My view of how the Republican presidential candidates did on the debate on Wednesday (or at least the “Top 11” debate.)
Ben Carson: B
He did pretty well with most answers, sticking to what works (calm affable outsider.) I think his comments on how it was a mistake to go to war in Afghanistan aren’t going to go well with Republican voters.
Carly Fiorina: A
It was her debut on the big stage, and she’s likely to stick around. She hit Trump and Hillary well, and gave strong forceful responses on planned parenthood, the nation’s drug problem, and her record as Hewlett Packard CEO.
Chris Christie: A-
He reminded people that if it wasn’t for Bridgegate, he would be a top-tier candidate.
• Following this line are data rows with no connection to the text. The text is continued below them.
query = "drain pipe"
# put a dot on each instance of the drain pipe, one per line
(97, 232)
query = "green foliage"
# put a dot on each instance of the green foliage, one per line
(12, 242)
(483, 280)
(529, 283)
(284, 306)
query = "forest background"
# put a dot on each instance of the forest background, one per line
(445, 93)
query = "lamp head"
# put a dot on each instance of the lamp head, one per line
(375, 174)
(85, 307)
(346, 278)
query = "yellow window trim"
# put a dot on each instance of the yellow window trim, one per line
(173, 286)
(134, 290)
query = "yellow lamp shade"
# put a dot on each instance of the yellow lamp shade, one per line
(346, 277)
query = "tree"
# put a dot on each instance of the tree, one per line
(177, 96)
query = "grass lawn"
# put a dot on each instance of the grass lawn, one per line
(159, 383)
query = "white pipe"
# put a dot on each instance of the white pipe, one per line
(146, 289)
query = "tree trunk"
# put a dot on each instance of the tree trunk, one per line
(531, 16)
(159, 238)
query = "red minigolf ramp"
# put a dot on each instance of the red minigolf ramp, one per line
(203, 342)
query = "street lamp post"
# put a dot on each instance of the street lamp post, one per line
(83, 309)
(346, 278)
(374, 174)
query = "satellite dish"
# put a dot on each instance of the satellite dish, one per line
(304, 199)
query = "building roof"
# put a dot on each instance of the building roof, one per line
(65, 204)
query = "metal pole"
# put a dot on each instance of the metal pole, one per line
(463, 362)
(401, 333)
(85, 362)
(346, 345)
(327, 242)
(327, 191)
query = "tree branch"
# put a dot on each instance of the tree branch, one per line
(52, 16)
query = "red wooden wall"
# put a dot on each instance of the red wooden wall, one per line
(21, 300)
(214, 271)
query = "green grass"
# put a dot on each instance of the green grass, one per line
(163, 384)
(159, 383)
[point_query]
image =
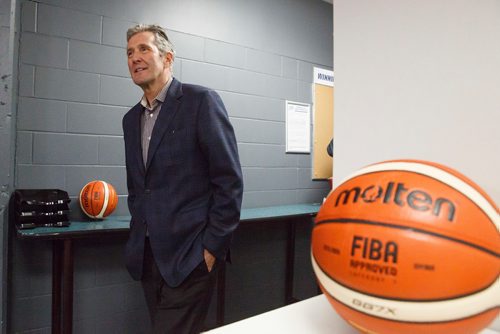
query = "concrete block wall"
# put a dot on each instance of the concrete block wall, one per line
(74, 89)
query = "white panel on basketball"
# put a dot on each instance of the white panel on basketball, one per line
(423, 312)
(106, 200)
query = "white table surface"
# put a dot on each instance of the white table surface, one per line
(311, 316)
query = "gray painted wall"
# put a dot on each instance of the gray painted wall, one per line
(7, 135)
(74, 88)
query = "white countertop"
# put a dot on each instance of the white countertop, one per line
(312, 316)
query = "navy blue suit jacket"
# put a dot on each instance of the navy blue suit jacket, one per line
(188, 195)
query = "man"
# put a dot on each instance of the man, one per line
(184, 182)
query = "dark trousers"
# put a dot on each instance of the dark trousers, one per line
(178, 310)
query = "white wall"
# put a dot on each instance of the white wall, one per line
(418, 79)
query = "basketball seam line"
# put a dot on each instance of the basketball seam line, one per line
(375, 223)
(398, 299)
(399, 321)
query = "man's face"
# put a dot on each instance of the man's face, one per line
(148, 68)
Won his confrontations, and got good knocks at the frontrunners, while getting his message across. If this can be the new normal for him, rather than a particularly good day, he might become a credible candidate.
Donald Trump: C-
He got hit by the others, especially Fiorina, whose record in business overlaps with his. I don’t think he had anything new to say, although he did have a strong moment arguing against birthright citizenship in a country with welfare. Personally, I was happier when he was off-screen because the discussion was markedly more substantitve. There’s something to be said for the argument that he doesn’t want to be on-camera when anyone’s talking specifics. That vaccine answer is also not going to go over well. Maybe people responding to polls will keep grading him on a curve because he doesn’t act like a normal politician, and that’s the only thing they care about.
Jeb Bush: B-
He had some mixed responses; stumbling for the right answer on some occasions, and forceful on others. He seems smarter than his brother, but less gifted politically.
John Kasich: C-
I like the guy, and he maintained his niche as the moderate in the race, but this was a stumbling performance for a guy on the bubble in polling.
Marco Rubio: B+
He did well with relatively few questions. He can cut a few campaign ads based on his responses on communicating in Spanish, and on foreign policy. If Walker and Jeb continue their slide in the polls, these kind of debate performances do show that Rubio is a good choice to combat Hillary for the establishment Republicans. In a field with Carson, Cruz, Fiorina and Trump, his relative inexperience isn’t as significant an issue.
Mike Huckabee: B
He wasn’t onscreen much, but I thought he handled himself well whenever he was. He’s not my type of candidate, but he’s good on-camera, telling the bible-thumpers what they want to hear.
Rand Paul: B-
He didn’t win some of his confrontations, but he differentiated himself from the other candidates, and advocated effectively for his policies. Though he also seemed to be the guy who asked “Can I speak?” the most, which isn’t very presidential.
Scott Walker: B
He gave a much improved performance compared to the first debate. It’s not going to be enough to change his current status, but won’t serve to disqualify him either. It’s been noted that he had the least screentime of any of the candidates, but that seemed to be by design. He didn’t want to win the debate; he just wanted to do his campaign no harm.
Ted Cruz: C
Maybe it’s wishful thinking to suggest that he gave what was obviously a poor performance. Watching the debate, I realized something about Cruz: He seems to only have one tone. He could be talking about his love for his daughters, or foreign policy, and he won’t modulate his voice at all. That can’t come across well, even if it is always red meat.
I watched the debate with my 69 year old father. He was most impressed by Kasich and Paul, although that might be because they’re the candidates who fit his worldview—moderate, slightly libertatian—most. He didn’t think Carly Fiorina was especially impressive, but that was mainly because he thought everyone on stage did well.